Vingt ans de réclusion criminelle ont été requis à l’encontre d’un animateur jeunesse, accusé de viols, agressions sexuelles sur 14 enfants de 3 à 6 ans, à Outreau (Pas-de-Calais). Le verdict est attendu ce vendredi.

La peine maximale. Au terme de onze jours de procès, l’avocat général a requis vingt ans de réclusion criminelle, assortie d’une peine de sûreté de 12 années, à l’encontre de R.G, un animateur jeunesse d’Outreau (Pas-de-Calais). Agé de 33 ans aujourd’hui, l’homme est jugé depuis le 17 juin à la cour d’assises du Pas-de-Calais pour des viols et agressions sexuelles, commis entre 2015 et 2017 alors qu’il était animateur au centre socio-culturel et responsable des activités périscolaires dans des écoles de la ville d’Outreau. L’enquête a permis d’identifier 14 enfants victimes, 12 garçons et 2 filles. Depuis le box des accusés, R.G a reconnu des caresses, des masturbations, fellations ou sodomies sur dix d’entre eux, mais nie les faits concernant quatre autres enfants. L’homme est également jugé pour consultation et détention d’images pédopornographiques, notamment des vidéos de ses actes, filmés avec sa propre caméra.

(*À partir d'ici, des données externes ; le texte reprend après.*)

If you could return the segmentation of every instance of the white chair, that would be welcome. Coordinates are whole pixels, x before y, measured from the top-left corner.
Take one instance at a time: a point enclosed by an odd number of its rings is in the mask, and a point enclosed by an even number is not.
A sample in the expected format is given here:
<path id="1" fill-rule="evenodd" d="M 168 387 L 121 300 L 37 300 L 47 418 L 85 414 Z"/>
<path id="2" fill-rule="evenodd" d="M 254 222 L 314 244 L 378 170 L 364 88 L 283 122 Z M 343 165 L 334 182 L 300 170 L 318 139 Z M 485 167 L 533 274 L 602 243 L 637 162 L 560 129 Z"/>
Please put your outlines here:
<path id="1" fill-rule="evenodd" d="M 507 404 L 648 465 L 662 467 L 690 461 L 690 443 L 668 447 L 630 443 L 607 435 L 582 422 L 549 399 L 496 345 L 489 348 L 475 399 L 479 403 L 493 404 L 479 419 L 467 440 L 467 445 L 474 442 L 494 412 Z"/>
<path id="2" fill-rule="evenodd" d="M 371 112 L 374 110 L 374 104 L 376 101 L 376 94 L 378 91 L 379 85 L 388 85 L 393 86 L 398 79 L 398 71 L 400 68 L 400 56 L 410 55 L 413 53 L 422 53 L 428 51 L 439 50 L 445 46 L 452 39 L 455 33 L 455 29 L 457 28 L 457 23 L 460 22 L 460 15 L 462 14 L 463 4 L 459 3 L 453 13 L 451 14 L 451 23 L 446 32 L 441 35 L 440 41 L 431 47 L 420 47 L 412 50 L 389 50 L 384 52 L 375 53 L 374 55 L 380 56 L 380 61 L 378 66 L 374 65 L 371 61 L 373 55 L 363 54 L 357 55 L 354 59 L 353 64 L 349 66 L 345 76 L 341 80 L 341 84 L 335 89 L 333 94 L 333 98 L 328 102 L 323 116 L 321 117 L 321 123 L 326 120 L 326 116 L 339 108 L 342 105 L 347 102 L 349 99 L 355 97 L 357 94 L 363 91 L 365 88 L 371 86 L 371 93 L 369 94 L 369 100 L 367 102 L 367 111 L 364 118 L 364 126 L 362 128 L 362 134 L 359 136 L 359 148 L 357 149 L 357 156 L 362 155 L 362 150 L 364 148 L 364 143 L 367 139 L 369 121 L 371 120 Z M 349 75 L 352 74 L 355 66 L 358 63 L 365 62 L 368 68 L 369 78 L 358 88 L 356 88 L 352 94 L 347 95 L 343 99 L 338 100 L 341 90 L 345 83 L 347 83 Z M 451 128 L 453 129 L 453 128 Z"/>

« Au total, nous avons huit viols, treize agressions sexuelles et deux délits », a résumé l’avocat général au début de ses réquisitions, soulignant « la dangerosité » de l’accusé. « Au cours des débats, rien n’a été rassurant. Les experts nous l’ont dit : R.G est un pédophile, c’est profondément inscrit en lui. Il a organisé toute sa vie pour être auprès d’enfants. Malgré son intelligence, il n’a pas su éviter son passage à l’acte et n’a jamais entrepris de se soigner ». S’adressant aux jurés, l’avocat général a également rappelé l’âge « très jeune » des victimes et a dit « ne pas comprendre les dénégations » de l’accusé concernant les déclarations de quatre enfants. « Ces familles n’ont aucun intérêt à charger l’accusé. Je vous le dis en mon âme et conscience : il y a eu des agressions sexuelles à leur encontre ».

« Pour toutes ces raisons, je vous demande de fixer sa peine à 20 ans de réclusion criminelle, assortie d’une peine de sûreté de 12 années. Je vous demande également de prononcer un suivi socio-judiciaire pour une durée de 15 années » a requis Pierre Besse devant la Cour d’Assises. Evaluant le risque de récidive, l’avocat général a également demandé le port d’un bracelet électronique mobile à l’issue de la peine de prison, mais également une injonction de soins, une obligation de résider dans un endroit déterminé en dehors de la juridiction de Boulogne-sur-Mer, une interdiction de contact avec les victimes et leurs parents et une interdiction d’exercer une activité impliquant un contact avec des mineurs. Le verdict est attendu ce vendredi.